Twenty Thousand Saints by Fflur Dafydd

Twenty Thousand Saints

Fflur Dafydd

Having finished this smart, thoughtful novel, I felt homesick for a place I have never visited. Liltingly poetic, the story slips fluidly between strange bedfellows, all insightfully portrayed against the evocative backdrop of Bardsey Island - a character itself. Through excavations that are both real and metaphorical, this unlikely cast contemplate love, language and identity, delving into long hidden secrets to uncover many-layered truths.

Extract
Living on Bardsey was somehow to live on the brink of things, but with a sense that there was something, or someone there, tenderly pushing back her toes from the precipice. There was always something bursting out of the place these days for her, flowers spilling over one another to be noticed, lichen sprouting its soft regalia along the stone walls, Manx Shearwaters racing out of their round-homes, and her among them, breathing quietly.
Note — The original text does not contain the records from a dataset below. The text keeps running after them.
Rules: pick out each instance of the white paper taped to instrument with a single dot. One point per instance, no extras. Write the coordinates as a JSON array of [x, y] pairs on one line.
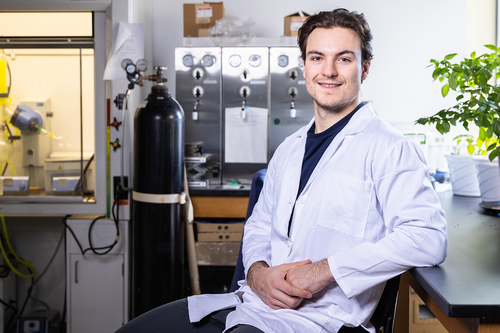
[[246, 138]]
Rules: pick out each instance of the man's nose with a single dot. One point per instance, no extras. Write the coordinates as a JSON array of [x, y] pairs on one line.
[[329, 69]]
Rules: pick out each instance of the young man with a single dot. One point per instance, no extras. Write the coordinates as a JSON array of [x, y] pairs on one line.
[[346, 205]]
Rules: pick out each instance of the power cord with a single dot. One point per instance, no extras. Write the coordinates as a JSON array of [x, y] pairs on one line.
[[27, 264], [80, 180], [91, 247]]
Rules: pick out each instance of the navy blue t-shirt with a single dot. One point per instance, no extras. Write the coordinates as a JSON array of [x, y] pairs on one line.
[[316, 145]]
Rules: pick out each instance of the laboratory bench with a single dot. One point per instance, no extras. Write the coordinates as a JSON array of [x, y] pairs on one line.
[[464, 291]]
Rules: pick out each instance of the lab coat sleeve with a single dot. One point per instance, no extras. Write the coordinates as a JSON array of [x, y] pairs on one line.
[[411, 211], [256, 243]]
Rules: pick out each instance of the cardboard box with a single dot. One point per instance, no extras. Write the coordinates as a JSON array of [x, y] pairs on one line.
[[293, 22], [200, 17], [217, 254], [220, 236], [219, 227]]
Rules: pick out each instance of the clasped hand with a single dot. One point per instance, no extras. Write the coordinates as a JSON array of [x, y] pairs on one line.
[[285, 286]]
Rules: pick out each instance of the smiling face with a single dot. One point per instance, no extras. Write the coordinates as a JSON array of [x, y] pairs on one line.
[[333, 69]]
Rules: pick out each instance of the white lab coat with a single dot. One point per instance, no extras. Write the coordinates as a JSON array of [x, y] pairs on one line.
[[368, 208]]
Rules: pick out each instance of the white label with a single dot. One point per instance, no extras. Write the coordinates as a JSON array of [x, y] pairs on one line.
[[295, 24], [204, 11]]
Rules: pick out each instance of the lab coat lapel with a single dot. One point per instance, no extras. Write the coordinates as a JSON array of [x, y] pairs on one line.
[[339, 145], [295, 165]]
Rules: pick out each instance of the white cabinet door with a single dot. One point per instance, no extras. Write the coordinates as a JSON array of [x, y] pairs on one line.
[[96, 293]]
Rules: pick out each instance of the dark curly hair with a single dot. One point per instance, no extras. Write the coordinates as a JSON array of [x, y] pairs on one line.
[[342, 18]]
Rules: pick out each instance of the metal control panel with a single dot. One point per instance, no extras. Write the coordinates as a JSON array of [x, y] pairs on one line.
[[291, 107], [245, 78], [198, 87]]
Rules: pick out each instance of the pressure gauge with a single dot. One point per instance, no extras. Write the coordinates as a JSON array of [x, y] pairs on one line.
[[235, 60], [187, 60], [207, 60], [130, 69], [283, 60], [126, 62], [255, 60], [142, 65]]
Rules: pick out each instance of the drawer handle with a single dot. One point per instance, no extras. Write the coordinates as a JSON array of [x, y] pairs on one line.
[[76, 271]]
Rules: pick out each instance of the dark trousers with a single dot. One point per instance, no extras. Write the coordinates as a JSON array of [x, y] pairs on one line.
[[174, 318]]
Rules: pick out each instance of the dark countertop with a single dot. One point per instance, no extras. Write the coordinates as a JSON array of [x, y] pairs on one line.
[[467, 284]]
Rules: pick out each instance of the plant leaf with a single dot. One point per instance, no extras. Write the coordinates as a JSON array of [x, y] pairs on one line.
[[494, 153], [453, 81]]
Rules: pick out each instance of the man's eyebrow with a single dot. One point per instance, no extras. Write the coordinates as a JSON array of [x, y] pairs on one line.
[[338, 54]]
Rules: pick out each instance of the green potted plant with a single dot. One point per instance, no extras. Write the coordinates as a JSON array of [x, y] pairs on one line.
[[478, 102]]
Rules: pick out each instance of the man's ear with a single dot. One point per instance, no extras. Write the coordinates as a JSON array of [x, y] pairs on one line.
[[366, 70]]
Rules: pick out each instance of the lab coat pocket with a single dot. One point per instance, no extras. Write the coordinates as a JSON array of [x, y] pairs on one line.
[[345, 205]]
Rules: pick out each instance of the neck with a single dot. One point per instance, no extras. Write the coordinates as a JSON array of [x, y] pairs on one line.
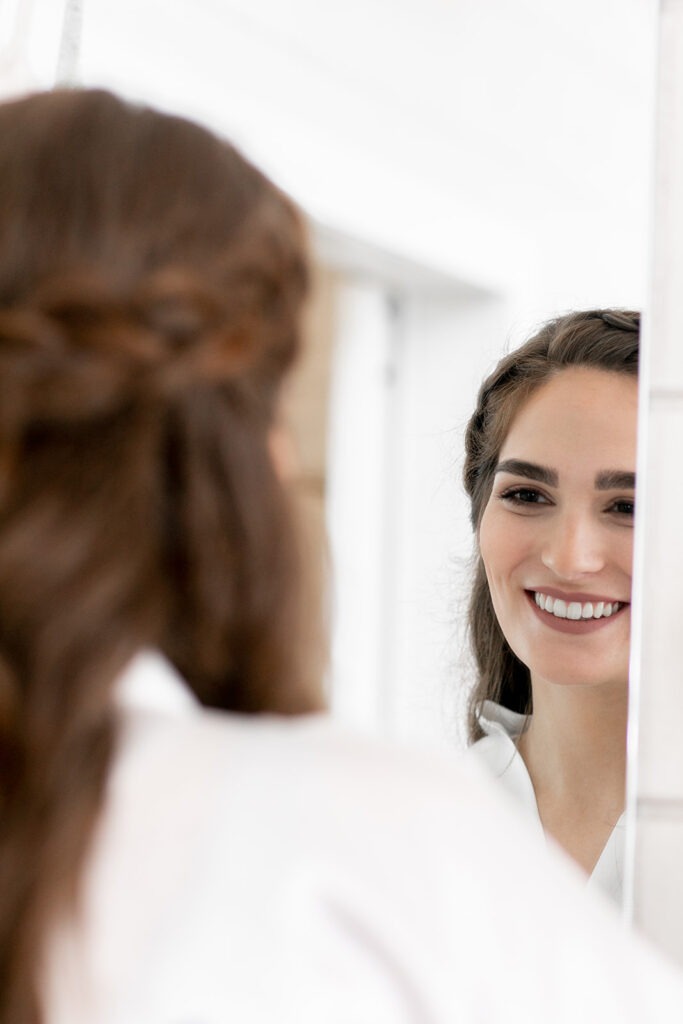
[[574, 747]]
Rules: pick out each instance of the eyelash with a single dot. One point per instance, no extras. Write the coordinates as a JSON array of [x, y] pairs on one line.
[[513, 496]]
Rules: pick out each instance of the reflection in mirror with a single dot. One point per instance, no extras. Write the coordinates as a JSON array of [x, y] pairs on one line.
[[550, 472]]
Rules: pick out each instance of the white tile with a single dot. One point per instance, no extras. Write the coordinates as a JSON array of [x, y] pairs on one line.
[[660, 662], [658, 881], [665, 329]]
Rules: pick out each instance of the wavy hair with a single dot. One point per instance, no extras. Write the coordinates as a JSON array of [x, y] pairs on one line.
[[151, 285], [601, 339]]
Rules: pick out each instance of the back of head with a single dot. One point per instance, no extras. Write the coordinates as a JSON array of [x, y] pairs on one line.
[[601, 339], [151, 284]]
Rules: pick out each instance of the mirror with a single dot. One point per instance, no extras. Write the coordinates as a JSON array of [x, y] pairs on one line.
[[468, 170]]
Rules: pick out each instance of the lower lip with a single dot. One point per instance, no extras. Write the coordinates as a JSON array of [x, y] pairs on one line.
[[575, 626]]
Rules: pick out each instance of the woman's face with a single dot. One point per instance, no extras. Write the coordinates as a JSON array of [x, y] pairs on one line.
[[556, 537]]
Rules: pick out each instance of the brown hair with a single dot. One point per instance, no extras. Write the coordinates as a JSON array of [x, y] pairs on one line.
[[603, 339], [151, 284]]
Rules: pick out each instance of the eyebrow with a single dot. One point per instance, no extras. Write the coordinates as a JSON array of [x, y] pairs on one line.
[[606, 479]]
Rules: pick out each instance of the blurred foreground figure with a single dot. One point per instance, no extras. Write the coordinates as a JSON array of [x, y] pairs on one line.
[[163, 859]]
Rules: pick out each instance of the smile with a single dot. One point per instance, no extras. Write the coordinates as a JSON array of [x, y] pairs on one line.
[[577, 617], [575, 610]]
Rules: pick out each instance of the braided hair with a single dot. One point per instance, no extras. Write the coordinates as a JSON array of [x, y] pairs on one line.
[[602, 339], [151, 284]]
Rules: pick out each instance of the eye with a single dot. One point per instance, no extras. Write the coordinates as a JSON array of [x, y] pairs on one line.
[[624, 507], [523, 496]]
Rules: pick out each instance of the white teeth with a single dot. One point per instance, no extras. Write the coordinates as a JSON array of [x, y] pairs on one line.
[[575, 610]]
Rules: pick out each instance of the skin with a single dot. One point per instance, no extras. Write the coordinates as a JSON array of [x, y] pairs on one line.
[[569, 534]]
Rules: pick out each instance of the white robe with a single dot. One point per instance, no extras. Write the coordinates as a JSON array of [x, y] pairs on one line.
[[497, 751], [263, 869]]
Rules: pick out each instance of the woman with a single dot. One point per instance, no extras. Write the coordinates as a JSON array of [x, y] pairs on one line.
[[550, 472], [164, 862]]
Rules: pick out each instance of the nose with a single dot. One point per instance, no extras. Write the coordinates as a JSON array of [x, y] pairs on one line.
[[573, 547]]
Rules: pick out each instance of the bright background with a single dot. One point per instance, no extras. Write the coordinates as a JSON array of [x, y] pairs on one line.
[[469, 168]]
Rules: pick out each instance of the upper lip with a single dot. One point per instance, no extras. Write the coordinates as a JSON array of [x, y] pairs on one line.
[[578, 595]]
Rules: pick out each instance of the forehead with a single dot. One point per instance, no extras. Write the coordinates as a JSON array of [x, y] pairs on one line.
[[582, 417]]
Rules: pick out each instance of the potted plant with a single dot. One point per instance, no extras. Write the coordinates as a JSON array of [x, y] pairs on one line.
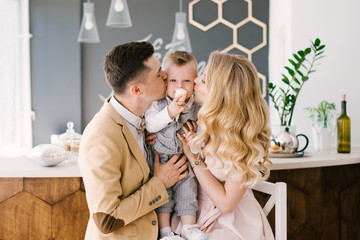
[[324, 124], [323, 111], [302, 65]]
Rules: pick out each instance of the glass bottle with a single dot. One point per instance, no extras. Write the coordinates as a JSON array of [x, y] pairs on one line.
[[343, 126]]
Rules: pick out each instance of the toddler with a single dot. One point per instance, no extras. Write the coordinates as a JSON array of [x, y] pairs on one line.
[[165, 117]]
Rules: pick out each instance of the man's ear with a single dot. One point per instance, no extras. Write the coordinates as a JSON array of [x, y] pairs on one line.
[[136, 89]]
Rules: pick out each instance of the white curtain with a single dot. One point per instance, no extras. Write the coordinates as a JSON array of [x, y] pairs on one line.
[[15, 100]]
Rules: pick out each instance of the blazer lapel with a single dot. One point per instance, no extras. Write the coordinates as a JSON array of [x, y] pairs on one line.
[[133, 145]]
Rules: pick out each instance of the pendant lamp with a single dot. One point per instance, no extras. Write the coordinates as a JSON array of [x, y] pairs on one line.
[[119, 16], [88, 31], [180, 38]]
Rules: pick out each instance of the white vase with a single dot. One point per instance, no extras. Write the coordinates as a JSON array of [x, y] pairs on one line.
[[322, 141], [277, 129]]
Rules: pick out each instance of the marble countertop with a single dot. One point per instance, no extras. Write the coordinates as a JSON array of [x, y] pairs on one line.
[[314, 159], [22, 167]]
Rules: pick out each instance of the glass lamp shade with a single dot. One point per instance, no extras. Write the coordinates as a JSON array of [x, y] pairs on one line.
[[180, 39], [88, 31], [119, 16]]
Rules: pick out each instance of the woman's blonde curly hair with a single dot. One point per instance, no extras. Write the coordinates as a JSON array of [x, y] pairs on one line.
[[234, 119]]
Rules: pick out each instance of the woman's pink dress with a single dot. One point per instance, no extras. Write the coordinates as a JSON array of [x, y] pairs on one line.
[[246, 222]]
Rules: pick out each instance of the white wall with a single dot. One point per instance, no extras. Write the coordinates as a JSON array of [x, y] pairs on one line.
[[336, 23]]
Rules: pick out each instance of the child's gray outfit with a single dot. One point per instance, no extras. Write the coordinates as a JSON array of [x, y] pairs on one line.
[[184, 192]]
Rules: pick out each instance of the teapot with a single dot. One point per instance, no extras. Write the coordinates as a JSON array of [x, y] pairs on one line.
[[289, 143]]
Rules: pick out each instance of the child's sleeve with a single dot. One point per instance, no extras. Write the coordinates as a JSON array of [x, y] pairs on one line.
[[156, 119]]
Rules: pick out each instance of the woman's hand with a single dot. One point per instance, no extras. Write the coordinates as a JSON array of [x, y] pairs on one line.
[[172, 171]]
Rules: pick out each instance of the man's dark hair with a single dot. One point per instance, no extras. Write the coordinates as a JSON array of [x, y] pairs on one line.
[[126, 62]]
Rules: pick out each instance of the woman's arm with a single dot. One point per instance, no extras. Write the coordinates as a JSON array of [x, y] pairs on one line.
[[225, 196]]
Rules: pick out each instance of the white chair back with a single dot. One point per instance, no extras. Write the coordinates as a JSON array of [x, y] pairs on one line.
[[278, 199]]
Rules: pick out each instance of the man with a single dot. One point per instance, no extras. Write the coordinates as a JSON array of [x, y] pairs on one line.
[[112, 159]]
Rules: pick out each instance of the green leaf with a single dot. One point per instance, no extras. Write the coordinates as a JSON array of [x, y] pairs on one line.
[[297, 81], [285, 77], [293, 63], [319, 53], [300, 73], [286, 81], [296, 57], [321, 47]]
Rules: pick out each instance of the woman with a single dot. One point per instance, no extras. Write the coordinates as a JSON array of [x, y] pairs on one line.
[[229, 155]]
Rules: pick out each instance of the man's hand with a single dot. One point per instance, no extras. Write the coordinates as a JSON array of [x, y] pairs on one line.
[[175, 107], [172, 171]]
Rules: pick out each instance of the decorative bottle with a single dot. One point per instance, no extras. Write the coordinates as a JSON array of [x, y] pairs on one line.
[[343, 126]]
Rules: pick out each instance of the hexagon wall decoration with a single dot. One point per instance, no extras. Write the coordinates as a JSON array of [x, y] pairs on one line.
[[236, 28]]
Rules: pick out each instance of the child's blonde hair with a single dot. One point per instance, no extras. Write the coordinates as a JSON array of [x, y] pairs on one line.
[[234, 119], [178, 58]]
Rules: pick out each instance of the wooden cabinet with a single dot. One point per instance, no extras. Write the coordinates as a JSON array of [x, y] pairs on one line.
[[42, 208], [322, 202]]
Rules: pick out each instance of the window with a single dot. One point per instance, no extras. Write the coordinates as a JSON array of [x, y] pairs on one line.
[[15, 99]]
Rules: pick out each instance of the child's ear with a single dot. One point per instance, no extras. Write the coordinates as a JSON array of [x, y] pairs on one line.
[[136, 89]]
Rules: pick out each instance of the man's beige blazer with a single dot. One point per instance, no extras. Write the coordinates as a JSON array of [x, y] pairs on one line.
[[120, 197]]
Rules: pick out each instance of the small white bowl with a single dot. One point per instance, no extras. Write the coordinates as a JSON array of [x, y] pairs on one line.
[[47, 155]]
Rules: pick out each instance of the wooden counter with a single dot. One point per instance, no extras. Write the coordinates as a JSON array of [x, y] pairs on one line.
[[323, 195], [49, 202]]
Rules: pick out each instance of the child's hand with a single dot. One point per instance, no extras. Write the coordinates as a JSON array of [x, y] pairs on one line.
[[149, 138], [176, 107]]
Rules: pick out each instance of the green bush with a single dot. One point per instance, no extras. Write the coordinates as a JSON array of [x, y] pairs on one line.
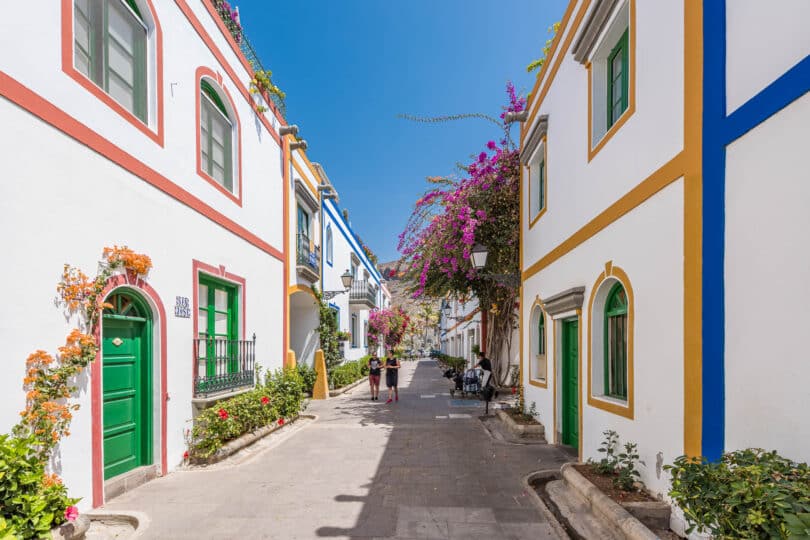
[[281, 396], [308, 376], [31, 502], [747, 494]]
And it wasn't just what was around her that made it such a sanctuary, but the sea, a mainland unto itself. She still gazed at it with wonder every morning. Each night, she let it soothe her, praying in gratitude for its boundless mass which somehow spelled at once freedom and incarceration. The tide-race around her pulsed with life, but she knew that true power was here on this earth, blessed beneath her feet.